Trump campaign officials told CBS News that Cain sat with members of the president’s “Black Voices for Trump” advisory board, as seen in the photo he posted to Twitter, but he did not come into direct contact with Mr. Trump. The statement posted to Cain’s Twitter account upon his hospitalization said that “there is no way of knowing for sure how or where Mr. Cain contracted the coronavirus.” Calabrese also wrote in a column in early July that Cain had also traveled to Arizona, which is dealing with a serious outbreak, in the days after the rally.

White House Press Secretary Kayleigh McEnany said in a statement that Cain “embodied the American Dream and represented the very best of the American spirit.”

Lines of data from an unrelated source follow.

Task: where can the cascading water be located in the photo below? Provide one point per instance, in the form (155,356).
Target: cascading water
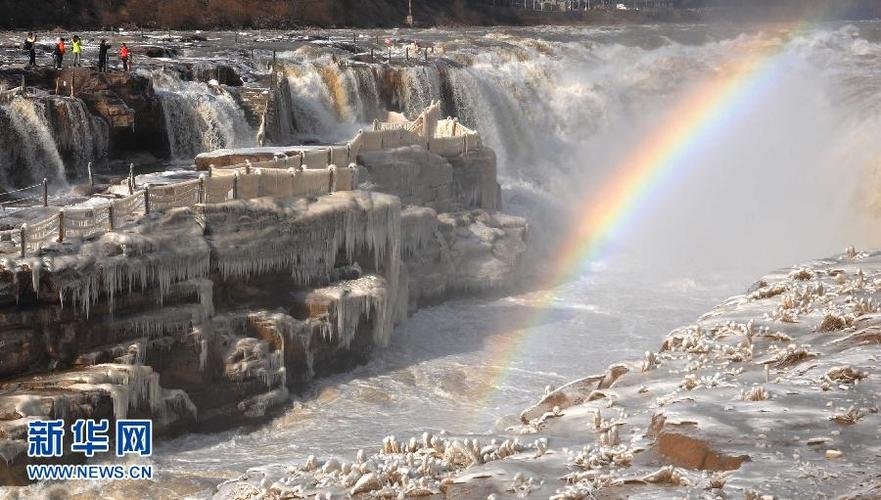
(325,99)
(200,117)
(80,136)
(770,183)
(28,152)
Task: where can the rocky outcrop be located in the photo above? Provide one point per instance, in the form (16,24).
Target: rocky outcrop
(211,315)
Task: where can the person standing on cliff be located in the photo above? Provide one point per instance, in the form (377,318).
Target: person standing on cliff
(30,45)
(123,56)
(77,50)
(103,47)
(59,53)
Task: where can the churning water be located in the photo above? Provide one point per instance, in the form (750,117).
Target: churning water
(775,180)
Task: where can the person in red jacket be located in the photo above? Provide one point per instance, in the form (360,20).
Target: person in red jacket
(59,53)
(123,56)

“Our hearts grieve for his loved ones, and they will remain in our prayers at this time. We will never forget his legacy of grace, patriotism, and faith,” McEnany said.

In a tweet commemorating Cain, Mr. Trump called him “a Powerful Voice of Freedom and all that is good.”

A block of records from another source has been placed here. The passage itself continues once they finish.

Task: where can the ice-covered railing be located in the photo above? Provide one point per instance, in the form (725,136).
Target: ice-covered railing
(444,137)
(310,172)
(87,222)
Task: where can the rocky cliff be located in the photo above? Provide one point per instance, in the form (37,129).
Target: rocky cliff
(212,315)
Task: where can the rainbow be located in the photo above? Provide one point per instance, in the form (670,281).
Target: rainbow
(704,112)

“Herman had an incredible career and was adored by everyone that ever met him, especially me. He was a very special man, an American Patriot, and great friend,” Mr. Trump wrote.

Cain is survived by his wife Gloria, his children Melanie and Vincent, and several grandchildren, according to Calabrese’s post on Thursday.

“I’m sorry I had to bring you bad news this morning. But the good news is that we had a man so good, so solid, so full of love and faith…that his death hits us this hard. Thank God for a man like that,” Calabrese wrote.